While sending clothing is certainly considered an act of good will by organizations such as the Red Cross and Christian Reformed World Relief Committee, according to some relief agency experts, clothing drives can actually compound the natural disaster.

Says Richard Muffley, spokesperson for the Center for International Disaster Information (CIDI), “We find that shipping clothing is not nearly as efficient or even convenient as making a cash donation because clothing is almost universally available.”

Nonetheless, as word rapidly spreads via the world-wide web for emergency food, medical and other supplies, retail chains from around the world are organizing an effort to send clothing to the near destroyed Haitian capital of Port-au-Prince.

According to Carla Fattal, the director for Fashion Delivers, a charitable organization that organizes clothing relief efforts from designers, retail outlets and others, not only for clothing donations, but also bedding, “The need is so great that we are appealing to the industry to step forward…We expect to send several containers, and will continue sending until donations reach their destinations.”

Some of the varieties of clothing being sent include sneakers, sandals, and blue jeans that would normally be stored unused and unsold in cardboard boxes as “extra inventory.”

For all its benign intent, Fattal’s more than $1 million strong clothing efforts stand in the face of Tom Hazelwood’s no-clothing-for-the-needy philosophy. So says the United Methodist Committee on Relief (UMCOR) representative, “Clothing is the worst gift that anybody could give…You get a whole bunch of stuff and they (clothing) all end up in the landfill somewhere because no one can sort them. Clothes are the second disaster of every major disaster.”

Why would something so essential as clothing be considered so disastrous?

Again, according to Hazelwood, clothing drives are labor intensive and costly. This cost in labor is then transferred to the already hurting disaster struck area. Adds Muffley, “We find that typically in disaster locations, there are still people who are marketing, who are selling, who have commodities and are wishing to sell it into the disaster need.”

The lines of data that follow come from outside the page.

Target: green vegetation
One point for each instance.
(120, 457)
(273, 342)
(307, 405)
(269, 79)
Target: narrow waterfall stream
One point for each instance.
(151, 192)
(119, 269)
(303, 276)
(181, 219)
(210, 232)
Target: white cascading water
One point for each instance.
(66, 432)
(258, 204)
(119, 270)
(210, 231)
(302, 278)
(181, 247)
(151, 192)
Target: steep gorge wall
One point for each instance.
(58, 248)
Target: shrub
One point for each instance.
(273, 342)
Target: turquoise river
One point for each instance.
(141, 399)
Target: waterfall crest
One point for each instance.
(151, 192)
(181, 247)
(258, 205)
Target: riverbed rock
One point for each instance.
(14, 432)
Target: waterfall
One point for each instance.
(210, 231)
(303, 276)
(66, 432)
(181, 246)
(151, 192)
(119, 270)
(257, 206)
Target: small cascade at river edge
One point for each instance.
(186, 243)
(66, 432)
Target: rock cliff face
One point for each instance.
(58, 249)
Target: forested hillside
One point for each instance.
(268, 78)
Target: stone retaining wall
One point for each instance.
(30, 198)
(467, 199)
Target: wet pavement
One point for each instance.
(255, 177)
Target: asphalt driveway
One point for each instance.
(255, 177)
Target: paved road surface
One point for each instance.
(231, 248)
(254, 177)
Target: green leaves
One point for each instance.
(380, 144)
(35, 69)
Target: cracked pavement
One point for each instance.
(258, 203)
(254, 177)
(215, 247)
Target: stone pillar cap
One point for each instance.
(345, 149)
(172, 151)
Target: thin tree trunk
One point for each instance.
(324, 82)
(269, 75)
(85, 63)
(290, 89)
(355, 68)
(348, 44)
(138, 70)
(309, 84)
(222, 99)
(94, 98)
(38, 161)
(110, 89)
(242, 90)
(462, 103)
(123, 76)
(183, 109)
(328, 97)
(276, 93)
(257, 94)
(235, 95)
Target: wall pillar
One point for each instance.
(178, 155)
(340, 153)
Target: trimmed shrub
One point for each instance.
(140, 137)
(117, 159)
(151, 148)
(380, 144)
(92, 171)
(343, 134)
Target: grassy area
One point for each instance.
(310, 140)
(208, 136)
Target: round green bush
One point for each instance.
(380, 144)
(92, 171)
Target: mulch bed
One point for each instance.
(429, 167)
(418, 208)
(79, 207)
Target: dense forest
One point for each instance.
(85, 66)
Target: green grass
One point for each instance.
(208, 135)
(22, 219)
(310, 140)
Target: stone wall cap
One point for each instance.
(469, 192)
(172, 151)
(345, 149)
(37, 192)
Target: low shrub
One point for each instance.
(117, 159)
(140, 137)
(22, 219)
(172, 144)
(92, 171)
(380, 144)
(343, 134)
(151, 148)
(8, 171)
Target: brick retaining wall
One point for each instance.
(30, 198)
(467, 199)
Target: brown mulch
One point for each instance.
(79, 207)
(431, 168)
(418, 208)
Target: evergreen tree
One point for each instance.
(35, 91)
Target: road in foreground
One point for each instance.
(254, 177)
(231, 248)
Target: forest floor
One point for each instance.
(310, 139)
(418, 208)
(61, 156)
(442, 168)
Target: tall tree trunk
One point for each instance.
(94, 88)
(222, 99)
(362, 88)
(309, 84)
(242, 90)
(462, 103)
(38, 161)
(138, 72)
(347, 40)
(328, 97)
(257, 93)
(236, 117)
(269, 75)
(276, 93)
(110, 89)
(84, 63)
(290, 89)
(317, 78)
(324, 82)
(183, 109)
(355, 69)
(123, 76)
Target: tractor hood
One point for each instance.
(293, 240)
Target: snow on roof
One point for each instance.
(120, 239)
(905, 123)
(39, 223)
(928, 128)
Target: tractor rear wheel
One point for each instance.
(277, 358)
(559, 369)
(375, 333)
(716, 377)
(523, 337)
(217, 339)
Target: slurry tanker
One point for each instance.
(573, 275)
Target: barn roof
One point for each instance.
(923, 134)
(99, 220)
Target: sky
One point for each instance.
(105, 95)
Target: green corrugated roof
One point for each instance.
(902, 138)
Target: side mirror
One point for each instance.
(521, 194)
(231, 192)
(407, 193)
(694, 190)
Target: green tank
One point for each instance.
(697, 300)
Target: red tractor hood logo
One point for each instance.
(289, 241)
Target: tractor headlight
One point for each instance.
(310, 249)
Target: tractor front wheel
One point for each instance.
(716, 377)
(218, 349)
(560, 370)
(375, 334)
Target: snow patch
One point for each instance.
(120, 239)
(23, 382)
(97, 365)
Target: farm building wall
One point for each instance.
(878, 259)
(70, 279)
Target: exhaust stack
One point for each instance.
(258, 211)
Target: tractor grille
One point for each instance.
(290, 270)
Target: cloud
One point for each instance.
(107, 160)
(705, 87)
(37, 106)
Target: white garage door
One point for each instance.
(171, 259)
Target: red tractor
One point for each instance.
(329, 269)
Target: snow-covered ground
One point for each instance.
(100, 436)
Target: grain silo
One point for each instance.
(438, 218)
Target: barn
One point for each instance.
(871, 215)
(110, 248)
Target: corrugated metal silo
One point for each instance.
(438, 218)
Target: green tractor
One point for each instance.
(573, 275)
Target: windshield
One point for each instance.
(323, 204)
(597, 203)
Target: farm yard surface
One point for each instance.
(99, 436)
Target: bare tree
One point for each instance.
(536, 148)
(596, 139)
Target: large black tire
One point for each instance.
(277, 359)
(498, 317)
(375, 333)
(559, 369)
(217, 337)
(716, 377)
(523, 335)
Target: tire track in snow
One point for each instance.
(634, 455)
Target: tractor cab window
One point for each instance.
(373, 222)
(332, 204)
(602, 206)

But why buy the clothes you need from local vendors when they are being provided for free via charitable donations? Muffley concludes, “We would rather see cash flow into the local economy, flow through the clothing dealer, let him do his purchases and make it an element of the rebuilding process.”

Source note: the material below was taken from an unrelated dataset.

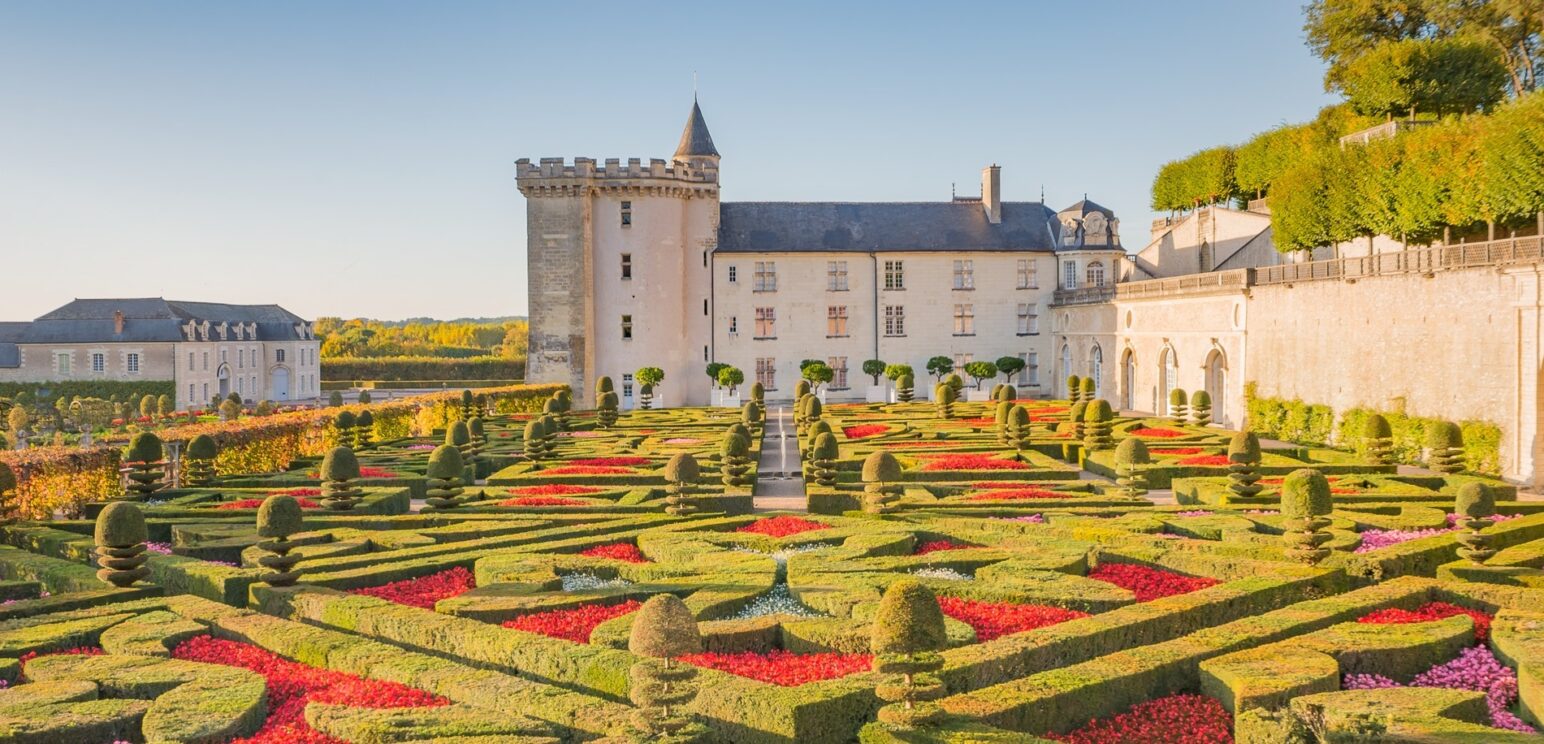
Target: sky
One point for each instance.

And in a country as poor as Haiti, pumping badly needed cash into the local economy makes good financial sense. Pumping large amounts of cash into the local economy can also happen a lot quicker than shipping large, bulky, heavy containers of clothes. A cash stimulus is also essential for the rebuilding of an urban capital like Port-au-Prince. It would be a welcome windfall to those already struggling, uninsured, local merchants who’ve lost everything in the earthquake and who have no choice but to rebuild or starve.

With no argument being waged over the need for essentials like food, clean water, shelter and medical supplies for the survivors of the Haiti earthquake disaster, the debate over whether or not to send clothing will no doubt continue between those who would rather see money injected into the country and those who would rather find a good use for some unused fashions.